Who engaged, and who didn't? Why?
Did we see business impact (more meetings, better conversion, higher revenue)?
What would we change next time (duration, metric, prize, participants)?
Good example
Post-competition debrief: "The lottery on meetings worked great – even our quietest reps stayed engaged all week. The call-volume competition didn't add much value because people just dialed faster without improving quality. Next time: drop the call comp, double down on outcome metrics."
Bad example
Competition ends. Nobody looks at the results or talks about what happened. Next month, you run the exact same competition and get the same mediocre results.
Pro tip: SalesScreen gives you data on who participated, how scores developed over time, and whether the competition kept engagement high throughout or dropped off. Use that data to improve.
8. Common mistakes and how to avoid them
Mistake 1: Too many competitions at once
Running 5+ competitions simultaneously creates noise and confusion.
Fix: Run 1–2 main competitions at a time, plus occasional short battles/missions for specific needs.
Mistake 2: Competitions that last too long
A three-month competition loses momentum after week two.
Fix: Most competitions should be 1–4 weeks. Use shorter sprints (1 week) for activity metrics, longer (1 month) for outcome metrics like revenue.
Mistake 3: Only rewarding the top 1–2 people
This demotivates the middle 80% of your team.
Fix: Use lottery mechanics, team competitions, or reward the top 10–25%. Make sure mid-performers feel like they have a shot.
Mistake 4: No connection to business goals
A competition that doesn't tie back to what the business needs is just noise.
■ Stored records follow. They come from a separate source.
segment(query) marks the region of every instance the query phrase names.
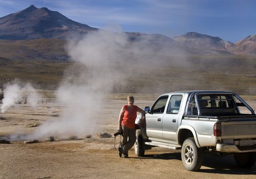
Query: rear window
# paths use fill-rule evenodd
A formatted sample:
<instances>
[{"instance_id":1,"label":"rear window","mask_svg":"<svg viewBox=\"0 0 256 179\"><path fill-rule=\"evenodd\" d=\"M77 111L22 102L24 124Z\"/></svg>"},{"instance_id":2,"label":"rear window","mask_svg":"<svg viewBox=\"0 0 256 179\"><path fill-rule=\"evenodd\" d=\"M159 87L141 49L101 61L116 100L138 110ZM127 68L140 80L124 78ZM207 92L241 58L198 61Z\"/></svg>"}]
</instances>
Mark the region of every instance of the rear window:
<instances>
[{"instance_id":1,"label":"rear window","mask_svg":"<svg viewBox=\"0 0 256 179\"><path fill-rule=\"evenodd\" d=\"M198 105L202 109L233 109L233 100L230 95L199 94Z\"/></svg>"}]
</instances>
Fix: Every competition should answer: "If we win this, how does it help us hit our goals?"
Mistake 5: Set it and forget it
You launch a competition and never mention it again.
Fix: Talk about the competition in team meetings, celebrate progress in real time, and keep the energy high throughout.
Summary and next steps
Running competitions in SalesScreen is one of the most powerful ways to drive motivation, focus and results. But not all competitions are created equal.
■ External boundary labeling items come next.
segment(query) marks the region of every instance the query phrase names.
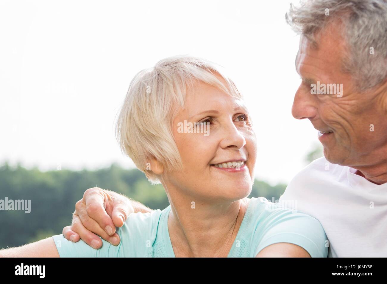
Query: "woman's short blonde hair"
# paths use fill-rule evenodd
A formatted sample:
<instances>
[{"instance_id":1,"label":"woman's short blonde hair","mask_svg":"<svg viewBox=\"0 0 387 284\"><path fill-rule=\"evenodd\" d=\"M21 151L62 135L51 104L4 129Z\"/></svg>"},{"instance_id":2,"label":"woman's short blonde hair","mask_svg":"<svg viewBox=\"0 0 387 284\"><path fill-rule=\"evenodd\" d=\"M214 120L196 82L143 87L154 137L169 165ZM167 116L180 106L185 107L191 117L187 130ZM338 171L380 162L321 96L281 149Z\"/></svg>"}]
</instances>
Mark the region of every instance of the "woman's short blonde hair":
<instances>
[{"instance_id":1,"label":"woman's short blonde hair","mask_svg":"<svg viewBox=\"0 0 387 284\"><path fill-rule=\"evenodd\" d=\"M184 108L186 88L201 81L241 98L222 69L202 58L178 56L160 60L132 80L117 120L116 136L122 151L151 183L160 181L149 168L151 159L161 163L166 171L182 168L172 127L173 119Z\"/></svg>"}]
</instances>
To run competitions that drive the right behaviour:
Start with a clear business goal and choose the competition type that fits.
Use custom targets to level the playing field for mixed-experience teams.
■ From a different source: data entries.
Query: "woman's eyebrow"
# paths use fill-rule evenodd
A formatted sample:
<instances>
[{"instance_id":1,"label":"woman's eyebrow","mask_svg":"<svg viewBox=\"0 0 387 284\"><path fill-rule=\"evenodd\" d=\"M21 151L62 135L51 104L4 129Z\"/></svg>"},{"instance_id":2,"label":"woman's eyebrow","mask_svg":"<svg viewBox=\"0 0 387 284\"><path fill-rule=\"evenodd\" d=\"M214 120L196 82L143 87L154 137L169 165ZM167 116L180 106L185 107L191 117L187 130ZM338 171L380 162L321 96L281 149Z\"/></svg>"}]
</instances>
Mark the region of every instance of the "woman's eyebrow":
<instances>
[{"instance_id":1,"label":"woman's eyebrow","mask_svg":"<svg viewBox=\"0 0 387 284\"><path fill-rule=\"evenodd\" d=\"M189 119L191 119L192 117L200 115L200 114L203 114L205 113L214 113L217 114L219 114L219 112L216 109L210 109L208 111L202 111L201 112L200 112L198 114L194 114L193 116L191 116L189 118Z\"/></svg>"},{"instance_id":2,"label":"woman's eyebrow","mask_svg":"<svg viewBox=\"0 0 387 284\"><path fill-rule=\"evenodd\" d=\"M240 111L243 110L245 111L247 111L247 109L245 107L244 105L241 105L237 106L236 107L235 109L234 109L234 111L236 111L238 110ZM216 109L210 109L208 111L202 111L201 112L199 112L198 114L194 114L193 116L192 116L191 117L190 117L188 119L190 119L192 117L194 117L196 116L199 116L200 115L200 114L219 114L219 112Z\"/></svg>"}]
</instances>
Use lottery mechanics to keep mid and low performers engaged.
Always pair activity competitions with outcome competitions (calls + meetings, emails + replies).
Make competitions visible on screens, feeds and via email.
Review and iterate after every competition.
Next steps
Decide on one behaviour you want to improve this month.
Choose the right competition type (standard, custom target or lottery).
Set it up in the Competitions section or start from a ready-made template under the Suggestions tab if you're unsure.
Publish it to screens and feeds, and enable email notifications.
Celebrate progress throughout, and review results at the end.